Jornal faz uma crítica ao republicano ao usar jogo de palavras para dizer que no país os veículos de mídia não podem noticiar a história completa
O jornal britânico The Guardian lançou na 2ª feira (22.set.2025) uma campanha de publicidade nos Estados Unidos. A editora-chefe do Guardian News & Media, Katharine Viner, disse que, “com tantos veículos dos EUA sob pressão e outros escolhendo comprometer sua independência editorial”, a publicação classifica que esse é “o momento perfeito” para uma reapresentação ao público norte-americano.
Produzida pela agência Lucky Generals, a campanha conta com painéis em linhas e plataformas de metrô de Nova York, além de outdoors interativos. Eles exibem frases e imagens que mostram uma coisa separadamente, mas que têm outro sentido quando estão juntas. Daí o nome da campanha: “The Whole Picture” (o cenário completo, em tradução livre).
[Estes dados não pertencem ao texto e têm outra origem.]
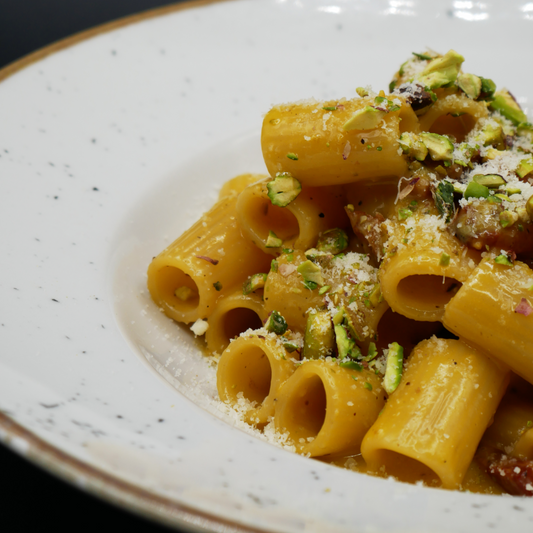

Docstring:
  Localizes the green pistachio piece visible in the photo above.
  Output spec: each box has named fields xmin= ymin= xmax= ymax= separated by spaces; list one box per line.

“Em um país sobrecarregado de opiniões rápidas, meias-verdades e confiança no jornalismo em erosão, trabalhar junto para contar ‘a história completa’ parecia urgente e importante”, disse Conner Tobiason, diretor-executivo criativo da Lucky Generals.
Os painéis contam com 3 imagens, sendo que cada uma das palavras que dá nome à campanha estará em uma delas. Na 1ª, uma tarja inferior com uma frase sobre o tema; na 2ª, o símbolo do jornal; e na última, o slogan “Jornalismo que é global, independente e grátis”.
A “The Whole Picture”, que vai ser veiculada durante 4 semanas, é inspirada em uma campanha premiada do The Guardian de 1986. Conhecida como “Pontos de Vista”, a peça mostrava vários recortes de uma mesma cena, mas dizia que a verdade só pode ser compreendida quando todos os ângulos são mostrados de forma completa.
Em um dos conjuntos de imagens, vê-se hélices de energia eólica no mar do Norte, algo que o presidente dos Estados Unidos, Donald Trump (Partido Republicano), critica frequentemente. Na 2ª, o republicano aparece com o cabelo “bagunçado”, e na última, uma chuva forte na China.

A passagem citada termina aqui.